Values are all about being the person you want to be, doing what matters most to you in life. It just so happens when people commit to living consistent with their values, that as being the person they want to be, they reflect on their lives as being more meaningful, purposeful, and, ultimately, more fulfilled.
Un buen ejemplo de esta idea aristotélica sería Benjamin Franklin, uno de los Padres Fundadores de los Estados Unidos, el cual, a los veinte años, se enmbarcó en la augusta tarea de alcanzar la perfección moral. Para ello se comprometió a regirse por trece virtudes, midiendo diariamente su progreso:

When Benjamin Franklin was an old man he revealed the secret of his fulfilling life. It was, he said, a technique that he had invented in his twenties to improve his personality.

[...] The approach Franklin took to building good character began by identifying its essential ingredients. Franklin was already clear about the character traits that interested him, which he called “the moral virtues.” [...] In Franklin’s case, he decided “for the sake of clearness, to use rather more names, with fewer ideas annexed to each,” and settled on 13 virtues, with brief explanations

[...] Day by day he kept a record in a tiny book in which he “might mark, by a little black spot, every fault I found upon examination to have been committed respecting that virtue.”

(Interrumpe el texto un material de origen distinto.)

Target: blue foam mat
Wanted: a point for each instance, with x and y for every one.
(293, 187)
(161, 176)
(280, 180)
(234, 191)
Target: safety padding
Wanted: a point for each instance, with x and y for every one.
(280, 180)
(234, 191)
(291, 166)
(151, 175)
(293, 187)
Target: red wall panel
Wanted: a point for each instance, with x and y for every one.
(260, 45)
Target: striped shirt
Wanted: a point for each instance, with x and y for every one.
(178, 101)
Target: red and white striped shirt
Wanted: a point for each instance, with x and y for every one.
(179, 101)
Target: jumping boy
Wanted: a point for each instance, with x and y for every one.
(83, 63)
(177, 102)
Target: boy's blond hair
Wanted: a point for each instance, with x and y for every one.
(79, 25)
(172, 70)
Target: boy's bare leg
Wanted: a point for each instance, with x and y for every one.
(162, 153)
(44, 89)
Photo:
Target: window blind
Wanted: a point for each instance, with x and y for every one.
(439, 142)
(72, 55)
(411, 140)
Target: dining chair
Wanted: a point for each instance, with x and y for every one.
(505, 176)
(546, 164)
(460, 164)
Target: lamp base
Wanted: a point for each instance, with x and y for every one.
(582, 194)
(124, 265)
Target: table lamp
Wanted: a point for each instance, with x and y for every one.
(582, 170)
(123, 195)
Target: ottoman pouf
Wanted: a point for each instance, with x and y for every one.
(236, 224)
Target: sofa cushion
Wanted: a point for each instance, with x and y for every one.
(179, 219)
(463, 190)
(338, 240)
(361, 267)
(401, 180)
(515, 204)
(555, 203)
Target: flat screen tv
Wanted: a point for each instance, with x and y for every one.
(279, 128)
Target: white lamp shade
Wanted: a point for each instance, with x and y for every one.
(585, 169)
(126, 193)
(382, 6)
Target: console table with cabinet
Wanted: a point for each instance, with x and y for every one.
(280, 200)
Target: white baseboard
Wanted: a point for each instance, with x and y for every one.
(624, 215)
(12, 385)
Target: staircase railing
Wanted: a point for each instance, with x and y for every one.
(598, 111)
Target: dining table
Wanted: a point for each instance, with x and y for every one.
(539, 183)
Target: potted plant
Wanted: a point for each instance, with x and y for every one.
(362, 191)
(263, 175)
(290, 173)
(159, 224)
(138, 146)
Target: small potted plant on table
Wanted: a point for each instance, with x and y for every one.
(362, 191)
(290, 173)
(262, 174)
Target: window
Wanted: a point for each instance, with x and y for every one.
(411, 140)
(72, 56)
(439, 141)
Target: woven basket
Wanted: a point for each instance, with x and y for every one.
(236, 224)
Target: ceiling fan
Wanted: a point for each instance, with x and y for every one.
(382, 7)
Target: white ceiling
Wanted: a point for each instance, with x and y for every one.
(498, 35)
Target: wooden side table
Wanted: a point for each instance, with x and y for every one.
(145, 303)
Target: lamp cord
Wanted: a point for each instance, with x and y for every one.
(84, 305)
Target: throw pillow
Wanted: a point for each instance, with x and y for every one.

[...] Franklin kept returning to the program from time to time and always carried his list with him, even in old age. In assessing this lifetime of practice, he concluded, “[T]hough I never arrived at the perfection I had been so ambitious of obtaining, but fell far short of it, yet I was, by the endeavor, a better and happier man than I otherwise should have been if I had not attempted it.”
Por una parte suena bien: nuestros valores nos dotan de una brújula vital y comprometernos a actuar según los mismos es un trabajo a largo plazo pero que también llena al día a día. Por otro lado, no deja de ser un paso atrás en el que estamos contestando una pregunta («¿qué hago con mi vida?») con otra («¿qué tipo de persona quiero ser?») para la que puede que tengamos respuesta, o no.

La vida es muy puñetera. Para empezar, solo tenemos una oportunidad, de manera que, en cierto modo, tenemos que hacerlo perfecto a la primera. Nuestra naturaleza y nuestro entorno nos ponen límites. Hemos de tomar decisiones cuyas consecuencias acarrearemos el resto de nuestras vidas cuando aún somos ignorantes. No hay respuestas únicas y definitivas para las preguntas más importantes. La incertidumbre nos produce ansiedad y las circunstancias pueden echar por tierra hasta el plan más cuidadoso. Además, como dice el chiste, cuando tenemos tiempo y energía, no tenemos dinero. Cuando tenemos energía y dinero, no tenemos tiempo. Cuando tenemos tiempo y dinero, no tenemos energía. Y cada año que pasa surge esa vocecilla que se pregunta si no estaremos desperdiciando nuestra vida. Esto de vivir, mucho me temo, es una trampa mortal.